Louis Bautain (1796-1867) était professeur de philosophie à l’université de Strasbourg mais à la suite d’un différend avec l’évêque de Strasbourg – leurs positions divergeaient sur les rapports de la raison et de la foi – Louis Bautain est contraint de quitter cette ville. Avec plusieurs de ses disciples, il vient en région parisienne où il achète le Collège de Juilly, ancien collège oratorien jusqu’à ce qu’il ait été remis entre les mains des Pères du nouvel Oratoire.

Progressivement, un institut religieux s’y développe et, en 1842, Louis Bautain fonde les Pères de Saint Louis – qui ne subsisteront pas – et les Dames de Saint Louis, dont il prend en charge la formation.

Voilà pourquoi la famille religieuse de Saint-Louis a vu le jour dans le village paisible de Juilly.

Educateur né, Bautain voulait que l’Eglise prenne sa place dans le monde des sciences modernes. Mais pour guérir la brèche entre elle et le contexte intellectuel de son temps, il fallait un clergé et des laïcs à la fois savants et capables d’expliquer leur foi, d’où une famille religieuse vouée à l’éducation chrétienne.
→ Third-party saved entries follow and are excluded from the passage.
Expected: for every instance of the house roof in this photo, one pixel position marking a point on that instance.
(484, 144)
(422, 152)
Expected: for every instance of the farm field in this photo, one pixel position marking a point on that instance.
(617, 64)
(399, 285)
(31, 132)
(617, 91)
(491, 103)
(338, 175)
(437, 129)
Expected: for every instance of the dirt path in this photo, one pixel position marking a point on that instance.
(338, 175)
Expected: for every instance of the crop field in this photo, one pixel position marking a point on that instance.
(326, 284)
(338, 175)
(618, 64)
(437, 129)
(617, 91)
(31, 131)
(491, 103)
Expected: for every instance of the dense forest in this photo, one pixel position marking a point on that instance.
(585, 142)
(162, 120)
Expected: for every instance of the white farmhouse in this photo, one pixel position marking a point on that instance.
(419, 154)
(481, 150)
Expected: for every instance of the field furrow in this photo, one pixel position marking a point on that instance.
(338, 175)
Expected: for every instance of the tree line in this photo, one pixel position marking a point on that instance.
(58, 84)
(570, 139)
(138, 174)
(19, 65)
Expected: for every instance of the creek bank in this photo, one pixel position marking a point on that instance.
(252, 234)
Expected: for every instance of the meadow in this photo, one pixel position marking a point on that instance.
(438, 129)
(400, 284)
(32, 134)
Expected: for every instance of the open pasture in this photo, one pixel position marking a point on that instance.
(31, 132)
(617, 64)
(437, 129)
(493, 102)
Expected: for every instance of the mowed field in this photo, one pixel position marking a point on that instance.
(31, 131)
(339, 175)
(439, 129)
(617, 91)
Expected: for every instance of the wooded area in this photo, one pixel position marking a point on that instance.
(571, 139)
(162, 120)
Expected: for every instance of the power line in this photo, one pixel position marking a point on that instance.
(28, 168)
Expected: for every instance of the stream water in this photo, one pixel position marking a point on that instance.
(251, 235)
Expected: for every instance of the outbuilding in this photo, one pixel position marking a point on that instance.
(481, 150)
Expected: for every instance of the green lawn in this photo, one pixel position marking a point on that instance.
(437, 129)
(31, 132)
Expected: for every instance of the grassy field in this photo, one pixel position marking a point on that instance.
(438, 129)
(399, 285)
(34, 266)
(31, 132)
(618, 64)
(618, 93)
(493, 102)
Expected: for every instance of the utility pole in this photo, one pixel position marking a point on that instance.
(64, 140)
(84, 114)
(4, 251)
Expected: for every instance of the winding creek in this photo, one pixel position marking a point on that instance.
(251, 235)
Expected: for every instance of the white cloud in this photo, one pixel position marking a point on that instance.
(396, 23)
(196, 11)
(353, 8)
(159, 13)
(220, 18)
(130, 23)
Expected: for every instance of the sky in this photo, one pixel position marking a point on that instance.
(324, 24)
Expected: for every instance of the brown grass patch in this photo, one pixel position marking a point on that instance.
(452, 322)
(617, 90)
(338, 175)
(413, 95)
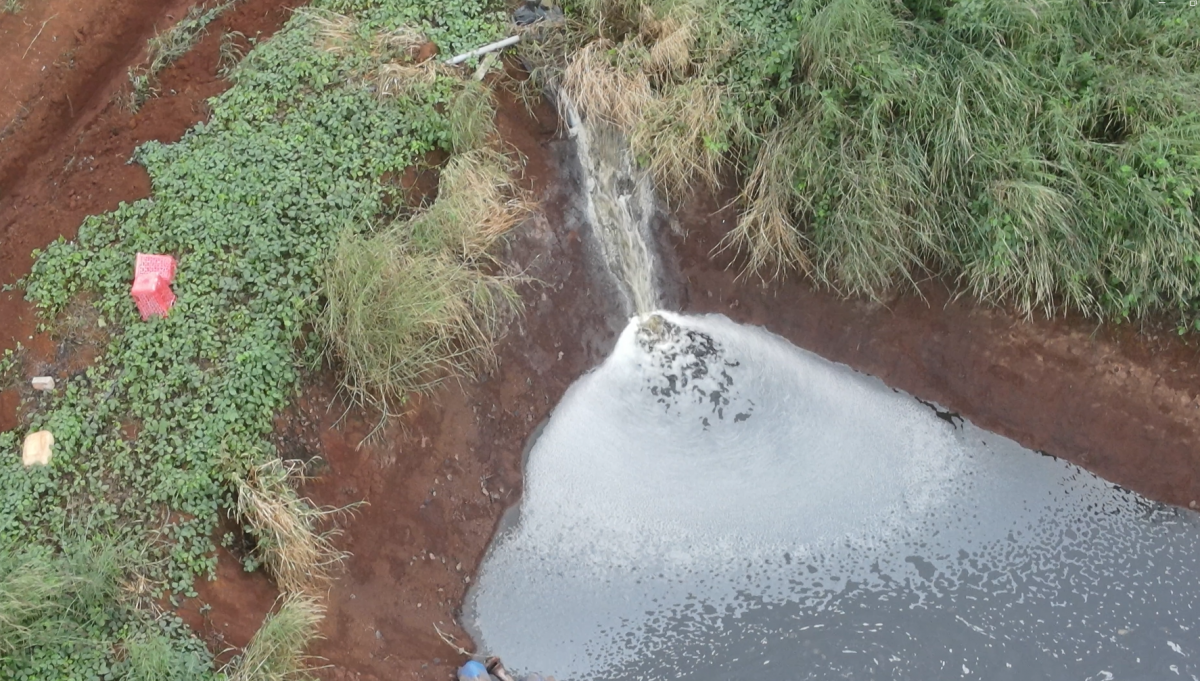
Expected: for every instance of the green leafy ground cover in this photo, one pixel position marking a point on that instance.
(1045, 152)
(150, 439)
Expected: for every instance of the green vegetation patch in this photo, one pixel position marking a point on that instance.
(1047, 152)
(154, 441)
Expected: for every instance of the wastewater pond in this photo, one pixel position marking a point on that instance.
(713, 502)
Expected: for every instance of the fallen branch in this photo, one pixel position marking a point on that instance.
(491, 47)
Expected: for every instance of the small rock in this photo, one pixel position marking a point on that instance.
(36, 450)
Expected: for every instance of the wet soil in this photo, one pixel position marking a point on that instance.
(1120, 402)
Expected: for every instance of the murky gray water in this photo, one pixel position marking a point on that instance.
(713, 502)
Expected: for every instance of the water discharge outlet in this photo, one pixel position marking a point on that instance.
(621, 206)
(713, 502)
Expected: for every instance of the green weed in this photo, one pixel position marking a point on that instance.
(287, 528)
(251, 203)
(1045, 154)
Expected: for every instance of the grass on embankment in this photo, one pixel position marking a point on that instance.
(167, 432)
(1045, 152)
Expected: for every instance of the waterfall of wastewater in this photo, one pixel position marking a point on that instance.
(713, 502)
(621, 205)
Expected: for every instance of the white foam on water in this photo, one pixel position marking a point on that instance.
(714, 502)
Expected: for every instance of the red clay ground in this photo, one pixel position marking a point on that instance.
(436, 484)
(1121, 402)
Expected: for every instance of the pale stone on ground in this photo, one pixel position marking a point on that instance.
(37, 449)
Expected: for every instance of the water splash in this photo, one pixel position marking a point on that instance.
(621, 205)
(713, 502)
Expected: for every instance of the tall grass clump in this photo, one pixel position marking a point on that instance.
(49, 600)
(649, 85)
(1044, 152)
(287, 528)
(417, 301)
(277, 650)
(168, 431)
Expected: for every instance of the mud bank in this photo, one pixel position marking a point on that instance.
(1119, 401)
(436, 483)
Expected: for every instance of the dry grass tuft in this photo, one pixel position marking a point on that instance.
(277, 650)
(335, 32)
(400, 79)
(678, 127)
(403, 40)
(411, 306)
(287, 528)
(766, 230)
(479, 200)
(606, 91)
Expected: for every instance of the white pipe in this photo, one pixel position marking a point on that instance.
(485, 49)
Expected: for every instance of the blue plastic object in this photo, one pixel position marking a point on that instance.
(473, 672)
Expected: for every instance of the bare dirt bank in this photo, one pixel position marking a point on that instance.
(1120, 403)
(1117, 401)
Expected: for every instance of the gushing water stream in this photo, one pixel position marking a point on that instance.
(713, 502)
(619, 204)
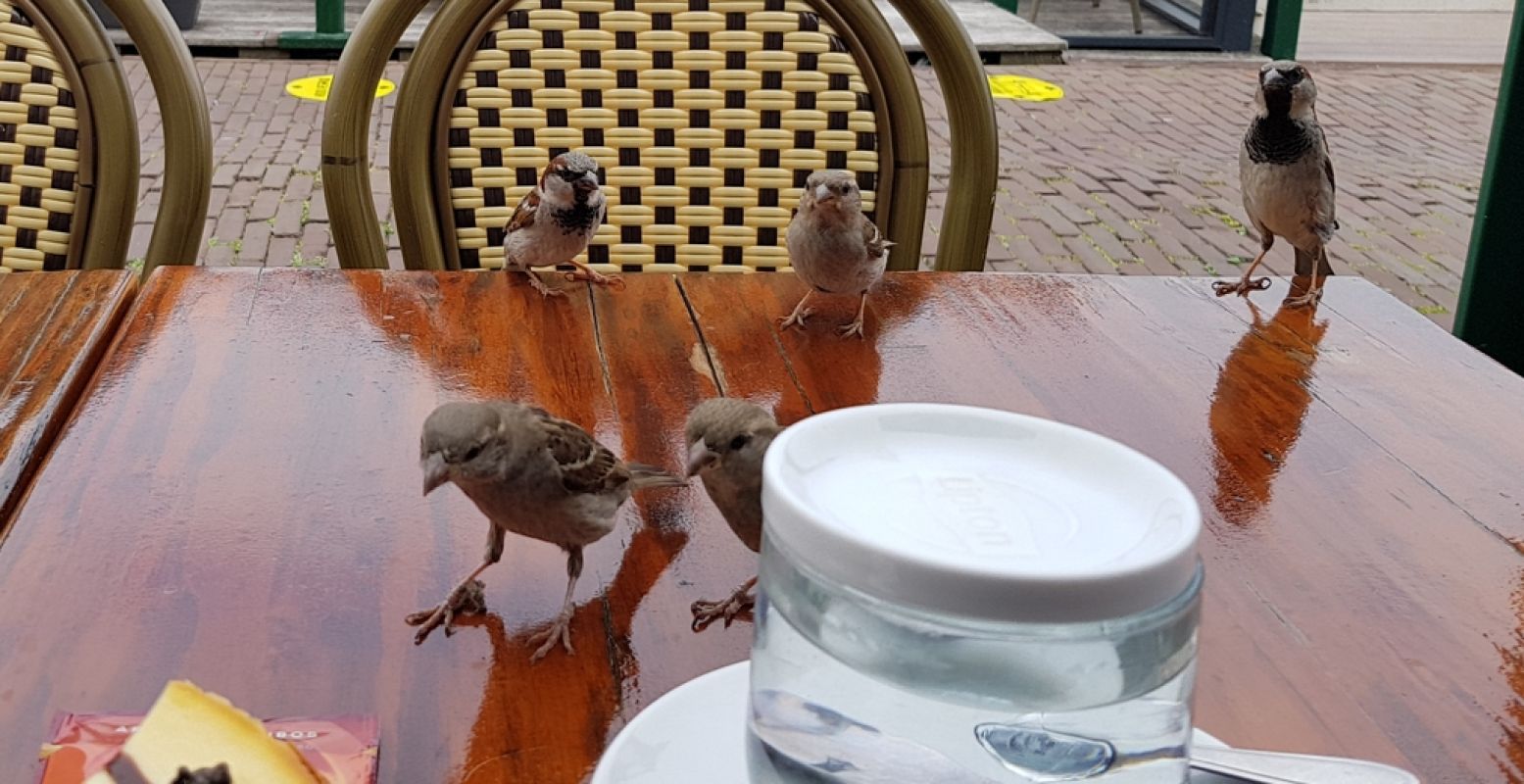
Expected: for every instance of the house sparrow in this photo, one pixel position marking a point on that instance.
(557, 220)
(534, 474)
(725, 443)
(834, 247)
(1287, 177)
La parole évangélique qui l’inspire et qui se trouve au cœur de sa pensée, de sa vie de prêtre et d’éducateur chrétien, est « Sint Unum » (Jn.17,22). Ces mots de l’Evangile de Saint Jean sont toujours la devise des Sœurs de Saint Louis, le but de leur vie et de leur projet éducatif. Bautain préconise qu’elles entreprennent l’instruction et l’éducation sous toutes ses formes. Selon les besoins, elles s’engagent aussi dans une grande diversité d’autres œuvres

La plupart des premières implantations se situaient dans la région parisienne et il y eut aussi trois maisons en Belgique. Mais c’est dans le monde anglophone que l’Institut devait connaître son plus grand essor. A partir de l’Irlande (1859), des fondations sont faites en Angleterre, au Ghana, au Nigeria, aux Etats-Unis, et plus récemment, au Brésil, au Bénin, à Etampes (France) et en Ethiopie.

C’est en Afrique de l’Ouest que se trouve aujourd’hui la jeunesse de l’Institut.

Bien que les Sœurs de saint Louis soient maintenant moins nombreuses (environ 500), l’éducation  sous toutes ses formes demeure l’œuvre principale des Sœurs.

Mais aussi variées qu’elles soient, ces oeuvres n’ont qu’un seul but : la promotion de la paix et de l’unité dans un monde qui a tant besoin d’être « guéri, uni et transformé par la sagesse rédemptrice du Christ ».

(Constitutions 1,5)

 

Sœur Mairin Barrett, SSL.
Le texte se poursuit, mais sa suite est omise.